According to USA Today, over 700 cities participated in the Lights for Liberty protest on July 12; Ogden was one of those cities. The community gathered to express their thoughts and feelings toward what is currently happening at the U.S. border camps.
Bobbie Kawacki, an attendee from Ogden, recited her poem “Silent Screams.”
“Reality was their danger zone. Trump’s shameful secret must be kept, so silently the children wept,” Kawacki read. “Held captive by the awful truth, that robbed their innocence and their youth. Escaping to a world of dreams, blocking out the silent screams.”
The protest, held in front of the Ogden Municipal Building, opened with Arlene Szalay singing “If not now” by Carrie Newcomer. Protesters joined, singing along. The song brought hope when Szalay sang “if not now, tell me when.”
Angela Urrea hosted the protest. She argued that the correct way to describe the U.S. border camps is to call them “concentration camps.” She described Donald Trump and his administration’s messaging about the camps as propaganda.
Margaret Kluthe, a retired pediatrician, discussed the worry of emotional trauma, physical dangers like physical and sexual abuse, neglect and death.
“We need to keep screaming until this ends,” Kluthe said.
Luis Lopez, an Ogden city council member, is a Mexican immigrant. He said he has benefited from the blessings of this country.

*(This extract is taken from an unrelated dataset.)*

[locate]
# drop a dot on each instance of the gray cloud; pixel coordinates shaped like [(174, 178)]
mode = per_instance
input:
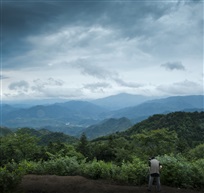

“I know we are here preaching to the choir. We are all here for the same thing. We are all here to unite (against) an atrocity,” Lopez said while holding back tears.
Malik Dayo, a community activist, said the border camps are dehumanizing. He spoke about a report he heard of sexual exploitation.
According to NBC News, there is currently an investigation after a 15-year-girl from Honduras accused a border patrol agent of groping her during a routine-pat down. The girl said the agent laughed and was speaking to other officers as they watched.
Toward the end of the protest, Urrea had attendees point their candles or phone flashlights to the south.
“We are letting these children know that they are not forgotten. They are welcome in the United States, and we are here to tell them the beacon of hope and freedom is shining for you,” Urrea said.